1) The register() method that:

public function register()
{
    $this->app->singleton('captcha', function ($app) {
        return new NoCaptcha(
            $app['config']['captcha.secret'],
            $app['config']['captcha.sitekey']
        );
    });
}

It only bind things into the service container. In this case it take 2 values that are stored into the .env file. These values contains the re-CAPTCHA strings.

My doubt is: at the application startup Laravel call the register() method but what exactly happens?.

What means this section of the register() method?

$this->app->singleton('captcha', function ($app) {
        return new NoCaptcha(
            $app['config']['captcha.secret'],
            $app['config']['captcha.sitekey']
        );
    });
  • Who is $this?
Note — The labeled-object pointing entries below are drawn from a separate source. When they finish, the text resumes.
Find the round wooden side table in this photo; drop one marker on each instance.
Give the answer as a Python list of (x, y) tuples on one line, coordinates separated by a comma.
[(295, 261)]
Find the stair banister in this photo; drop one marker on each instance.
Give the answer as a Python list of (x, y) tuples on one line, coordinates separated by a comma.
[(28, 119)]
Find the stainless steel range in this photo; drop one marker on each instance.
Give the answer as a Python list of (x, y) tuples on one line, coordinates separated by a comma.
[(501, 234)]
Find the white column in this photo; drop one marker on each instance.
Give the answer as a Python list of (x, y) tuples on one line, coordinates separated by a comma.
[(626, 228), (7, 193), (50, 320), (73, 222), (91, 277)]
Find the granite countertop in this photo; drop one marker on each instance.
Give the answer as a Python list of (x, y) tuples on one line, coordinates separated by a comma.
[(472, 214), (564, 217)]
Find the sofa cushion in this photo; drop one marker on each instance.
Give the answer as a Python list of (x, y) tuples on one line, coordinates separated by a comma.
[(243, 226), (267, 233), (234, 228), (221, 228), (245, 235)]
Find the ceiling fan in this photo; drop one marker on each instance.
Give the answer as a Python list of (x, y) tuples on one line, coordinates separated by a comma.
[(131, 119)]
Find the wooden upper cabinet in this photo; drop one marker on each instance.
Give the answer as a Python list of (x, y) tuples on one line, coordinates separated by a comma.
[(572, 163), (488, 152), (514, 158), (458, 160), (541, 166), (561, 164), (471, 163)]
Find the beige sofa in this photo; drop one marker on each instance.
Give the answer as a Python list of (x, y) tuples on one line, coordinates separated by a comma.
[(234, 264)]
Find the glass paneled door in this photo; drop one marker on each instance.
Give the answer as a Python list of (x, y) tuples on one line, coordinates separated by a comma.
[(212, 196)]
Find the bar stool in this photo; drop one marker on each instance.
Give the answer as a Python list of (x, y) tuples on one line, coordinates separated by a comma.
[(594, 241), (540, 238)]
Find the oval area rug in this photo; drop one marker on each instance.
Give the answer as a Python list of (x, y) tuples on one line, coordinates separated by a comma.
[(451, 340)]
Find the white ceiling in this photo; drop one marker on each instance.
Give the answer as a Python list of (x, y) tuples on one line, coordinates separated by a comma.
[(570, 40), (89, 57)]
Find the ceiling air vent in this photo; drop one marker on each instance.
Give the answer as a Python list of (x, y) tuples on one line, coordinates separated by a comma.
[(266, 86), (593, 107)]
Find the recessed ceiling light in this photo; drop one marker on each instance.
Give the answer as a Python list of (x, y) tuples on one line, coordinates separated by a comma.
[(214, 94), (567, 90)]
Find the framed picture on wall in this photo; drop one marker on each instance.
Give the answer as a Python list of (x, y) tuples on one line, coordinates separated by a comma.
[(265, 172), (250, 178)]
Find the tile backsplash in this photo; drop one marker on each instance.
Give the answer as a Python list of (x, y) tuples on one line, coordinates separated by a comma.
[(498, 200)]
I think that it is the NoCaptchaServiceProvider instance (but I am not so sure), is it or am I missing something?

  • What means $this->app? app is a method or a property?

  • What means $this->app->singleton('captcha'.....}); I think that it is something like a factory implementing a single instance of something....but what exactly is building? Is it a **NoCaptcha instance?

  • I think that the logic of the previous singleton building is implemented by the inner function:

     function ($app) {
         return new NoCaptcha(
            $app['config']['captcha.secret'],
            $app['config']['captcha.sitekey']
     );
    

And here I have 2 doubts:

The first one is: who pass $app to this function? Is it something like an empty variable\object that will filled later? Or is it injected in some way?

This function seems to be the logic of creation of a singleton. Because it is putted inside:

singleton('captcha', function ($app) {
        return new NoCaptcha(
            $app['config']['captcha.secret'],
            $app['config']['captcha.sitekey']
        );
    });

So what it means? It means that when the singleton() method is invocked, this function that return a new NoCaptcha object is performed and it represent the logic of creation of my singleton?

So it means that in some way PHP implement functional programming paradigm?


Solution

  • $this refers to the NoCaptchaServiceProvider.

    The NoCaptchaServiceProvider extends Service Provider. Which has the property $app, which is an instance of \Illuminate\Contracts\Foundation\Application aka the Laravel application.

    When a new service provider is created Laravel injects the application instance into the service providers' constructor:

    public function __construct($app)
    {
        $this->app = $app;
    }
    

    So with $this->app you are retrieving the laravel application instance.

    The application instance extends the Container class, which then has the the method singleton(). Which simply registers a shared binding in the container.

    public function singleton($abstract, $concrete = null)
    {
        $this->bind($abstract, $concrete, true);
    }
    

    EDIT: Notice that these namespaces are refering to the contract, and not the actual class.

    What the service container does is binding an interface to a given implementation. The contract (or inferface) simply tells what methods the class should implement.

    For example: We have UserRepository which has the UserRepositoryContract which tells that a certain implementation needs to have the functions all() and find(). We bind that Contract to the EloquentUserRepository, which is just a class that implements those methods and returns all() and find() with Eloquent.

    Now the only thing we need to do is set the binding and use the UserRepositoryContract as an instance instead of the EloquentUserRepository.

    If we later want to use Redis, we only need to create a RedisUserRepository class which implements the same methods, change the binding in the container and voila. Now all UserRepositoryContract instances will use Redis instead of Eloquent.